Yes we can, non è uno slogan nato nel 2008 durante le primarie democratiche con la conquista del New Hampshire da parte di Barack Obama, ma nel lontano 1972 per bocca del sindacalista César Chávez. Si lottava per un miglioramento delle condizioni lavorative e salariari dei braccianti messicani (e non solo) impiegati nei campi statunitensi e così ciò che effettivamente disse fu “Sì, se puede”, ma il senso è lo stesso: cambiare era possibile. César Chávez è uno dei più celebri attivisti della storia delle lotte sindacali del ventesimo secolo, fondatore, assieme a Dolores Huerta, di quella National Farm Workers Association che tanto fece in favore dell’integrazione e del rispetto dei lavoratori stranieri negli Stati Uniti. Azioni dimostrative, marce, lavoro da lobby non solo negli States, ma anche in Europa, scioperi e boicotaggi, tutto sempre ispirato dal principio della non violenza: Chávez dedicò la sua intera vita ad una nobilissima causa.
“Una volta che il cambiamento sociale ha inizio, è impossibile invertirne il corso. Non si può rendere di nuovo ignorante una persona che ha imparato a leggere. Non si può umiliare una persona che si sente fiera. Non si possono opprimere i popoli che non hanno più paura. Abbiamo visto il futuro e il futuro ci appartiene”
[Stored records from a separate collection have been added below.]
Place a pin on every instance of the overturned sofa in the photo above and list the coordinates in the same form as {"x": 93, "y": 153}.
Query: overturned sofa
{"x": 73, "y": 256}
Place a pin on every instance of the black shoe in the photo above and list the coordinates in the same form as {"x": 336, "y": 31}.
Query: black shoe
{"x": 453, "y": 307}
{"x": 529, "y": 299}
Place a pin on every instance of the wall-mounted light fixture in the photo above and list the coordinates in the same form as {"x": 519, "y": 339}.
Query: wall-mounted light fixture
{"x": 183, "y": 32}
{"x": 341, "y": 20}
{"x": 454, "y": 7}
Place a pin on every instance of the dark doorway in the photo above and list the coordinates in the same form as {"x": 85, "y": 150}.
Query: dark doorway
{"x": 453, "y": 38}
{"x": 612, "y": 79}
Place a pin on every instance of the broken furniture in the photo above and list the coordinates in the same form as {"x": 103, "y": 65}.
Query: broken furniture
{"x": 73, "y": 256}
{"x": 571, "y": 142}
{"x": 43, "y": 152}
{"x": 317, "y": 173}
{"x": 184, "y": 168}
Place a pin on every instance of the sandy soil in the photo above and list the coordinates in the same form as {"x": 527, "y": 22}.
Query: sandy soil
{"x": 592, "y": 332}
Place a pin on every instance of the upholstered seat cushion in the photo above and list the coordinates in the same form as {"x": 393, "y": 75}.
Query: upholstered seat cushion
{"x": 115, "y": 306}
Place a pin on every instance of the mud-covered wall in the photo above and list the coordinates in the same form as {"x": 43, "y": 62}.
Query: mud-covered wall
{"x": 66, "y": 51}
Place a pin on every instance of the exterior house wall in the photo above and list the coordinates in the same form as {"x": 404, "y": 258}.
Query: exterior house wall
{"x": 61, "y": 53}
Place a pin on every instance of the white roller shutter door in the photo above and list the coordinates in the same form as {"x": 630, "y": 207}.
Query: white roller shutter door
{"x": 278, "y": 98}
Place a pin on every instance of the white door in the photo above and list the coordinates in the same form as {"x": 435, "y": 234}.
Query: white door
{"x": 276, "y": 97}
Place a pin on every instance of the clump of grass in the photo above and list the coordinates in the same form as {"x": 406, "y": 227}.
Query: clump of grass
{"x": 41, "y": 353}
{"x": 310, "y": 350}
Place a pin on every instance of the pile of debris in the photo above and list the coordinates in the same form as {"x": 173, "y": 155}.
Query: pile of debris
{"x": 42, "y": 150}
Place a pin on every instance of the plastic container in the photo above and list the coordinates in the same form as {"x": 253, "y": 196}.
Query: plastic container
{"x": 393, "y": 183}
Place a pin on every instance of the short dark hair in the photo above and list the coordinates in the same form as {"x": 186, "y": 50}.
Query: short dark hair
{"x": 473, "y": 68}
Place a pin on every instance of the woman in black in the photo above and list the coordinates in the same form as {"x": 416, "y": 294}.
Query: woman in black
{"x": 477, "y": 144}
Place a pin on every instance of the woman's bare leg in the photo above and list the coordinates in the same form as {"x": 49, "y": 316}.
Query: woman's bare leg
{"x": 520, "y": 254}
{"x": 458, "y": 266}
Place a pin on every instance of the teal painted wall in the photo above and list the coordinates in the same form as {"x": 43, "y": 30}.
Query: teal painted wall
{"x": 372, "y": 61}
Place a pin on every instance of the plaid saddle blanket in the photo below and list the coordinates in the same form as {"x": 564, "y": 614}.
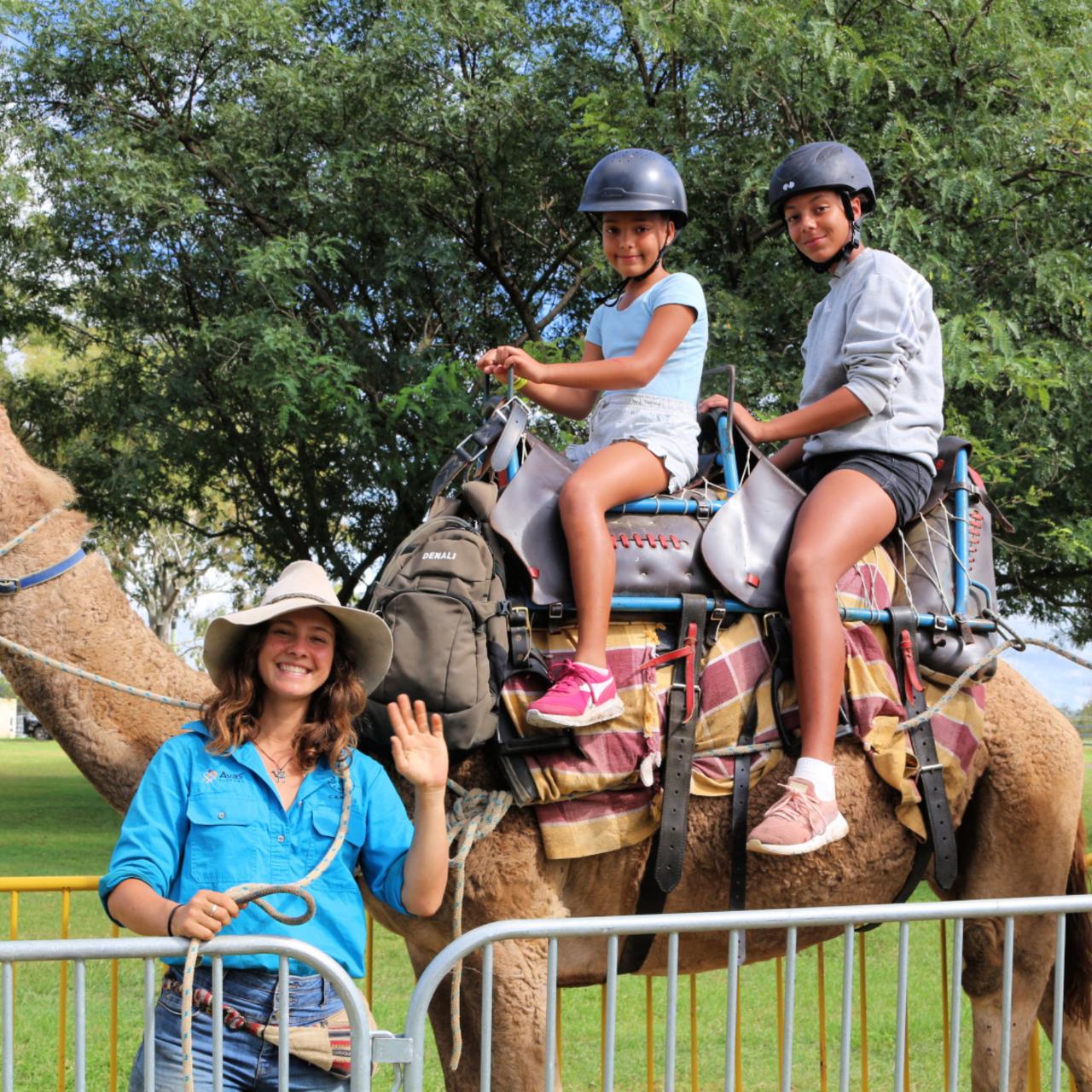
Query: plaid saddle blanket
{"x": 592, "y": 799}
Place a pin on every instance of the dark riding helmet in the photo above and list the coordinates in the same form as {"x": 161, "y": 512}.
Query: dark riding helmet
{"x": 825, "y": 165}
{"x": 636, "y": 180}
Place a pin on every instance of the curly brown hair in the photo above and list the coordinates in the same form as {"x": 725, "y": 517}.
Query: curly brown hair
{"x": 233, "y": 712}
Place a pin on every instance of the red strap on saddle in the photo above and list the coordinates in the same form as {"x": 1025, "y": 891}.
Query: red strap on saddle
{"x": 689, "y": 648}
{"x": 909, "y": 671}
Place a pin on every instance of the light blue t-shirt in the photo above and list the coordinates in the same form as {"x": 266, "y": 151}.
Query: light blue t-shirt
{"x": 202, "y": 820}
{"x": 619, "y": 332}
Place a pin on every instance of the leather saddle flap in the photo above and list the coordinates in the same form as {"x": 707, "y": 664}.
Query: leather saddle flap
{"x": 747, "y": 542}
{"x": 655, "y": 554}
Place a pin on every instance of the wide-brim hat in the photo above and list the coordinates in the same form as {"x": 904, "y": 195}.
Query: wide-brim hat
{"x": 303, "y": 584}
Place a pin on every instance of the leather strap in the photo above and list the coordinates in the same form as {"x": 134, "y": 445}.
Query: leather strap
{"x": 518, "y": 417}
{"x": 931, "y": 776}
{"x": 921, "y": 857}
{"x": 664, "y": 866}
{"x": 468, "y": 450}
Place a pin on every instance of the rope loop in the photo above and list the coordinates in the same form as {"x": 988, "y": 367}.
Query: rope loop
{"x": 244, "y": 893}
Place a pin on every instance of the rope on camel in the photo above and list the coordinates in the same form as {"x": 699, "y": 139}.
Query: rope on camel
{"x": 39, "y": 658}
{"x": 473, "y": 817}
{"x": 244, "y": 893}
{"x": 1014, "y": 642}
{"x": 22, "y": 537}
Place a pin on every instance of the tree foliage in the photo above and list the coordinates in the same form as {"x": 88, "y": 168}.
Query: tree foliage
{"x": 288, "y": 227}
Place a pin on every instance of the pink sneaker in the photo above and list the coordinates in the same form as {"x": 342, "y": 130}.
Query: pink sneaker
{"x": 580, "y": 696}
{"x": 799, "y": 822}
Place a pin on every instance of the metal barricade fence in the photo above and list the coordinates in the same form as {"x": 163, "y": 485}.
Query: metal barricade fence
{"x": 66, "y": 887}
{"x": 735, "y": 924}
{"x": 150, "y": 949}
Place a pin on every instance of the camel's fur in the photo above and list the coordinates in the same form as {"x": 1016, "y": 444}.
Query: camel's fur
{"x": 1020, "y": 833}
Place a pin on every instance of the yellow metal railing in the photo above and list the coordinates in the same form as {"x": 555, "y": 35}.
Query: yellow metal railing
{"x": 66, "y": 885}
{"x": 15, "y": 886}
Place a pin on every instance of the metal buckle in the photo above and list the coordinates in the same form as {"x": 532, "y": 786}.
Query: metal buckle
{"x": 697, "y": 693}
{"x": 765, "y": 620}
{"x": 465, "y": 455}
{"x": 717, "y": 617}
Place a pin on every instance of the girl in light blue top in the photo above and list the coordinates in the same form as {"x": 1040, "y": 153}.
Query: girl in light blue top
{"x": 643, "y": 353}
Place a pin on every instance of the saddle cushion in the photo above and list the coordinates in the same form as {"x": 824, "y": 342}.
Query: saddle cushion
{"x": 655, "y": 555}
{"x": 591, "y": 799}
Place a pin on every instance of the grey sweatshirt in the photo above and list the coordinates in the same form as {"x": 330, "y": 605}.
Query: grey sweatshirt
{"x": 874, "y": 332}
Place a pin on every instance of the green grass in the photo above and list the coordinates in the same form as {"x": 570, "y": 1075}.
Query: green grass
{"x": 51, "y": 822}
César Chávez meritava un film e non uno qualsiasi. Diego Luna, dopo il promettente esordio alla regia con Abel, ha deciso di impegnare anima e corpo in un progetto che non solo ha diretto, ma anche prodotto. Non si è messo davanti alla macchina da presa nonostante la sua brillante carriera d’attore, decidendo di affidarsi al bravo Michael Peña, uno di quegli attori impegnati normalmente in ruoli di contorno e che finalmente ha la possibilità di caricarsi sulle spalle un intero film. Accanto a lui una serie di grandi professionisti come John Malkovich, l’ex Ugly Betty America Ferrera,e la rediviva Rosario Dawson. Il film è abbastanza classico sia per struttura (seguiamo cronologicamente la storia delle rivendicazioni sindacali di Chávez), che da un punto di vista registico, ma la storia è così interessante che ci si emoziona e ci si mette poco a fare il tifo per i protagonisti e a seguirne i successi nonostante le tante avversità nonostante alcuni passaggi della sceneggiatura che così scontati non sono , almeno per noi europei. Il film è chiaramente destinato prima di tutto agli americani, ma la speranza è che riesca comunque a trovare una distribuzione in Italia. Non si tratta di cinema militante, ma di intrattenimento misto ad informazione storica. Il pensiero di César Chávez del resto è ancora più che mai attuale: “Non basta insegnare ai nostri giovani ad avere successo… in modo che possano realizzare le loro ambizioni, in modo che possano guadagnarsi da vivere bene, in modo da poter accumulare le cose materiali che questa società concede. Questi sono obiettivi utili. Ma non è sufficiente per progredire come individui mentre i nostri amici e vicini di casa sono lasciati alle spalle”.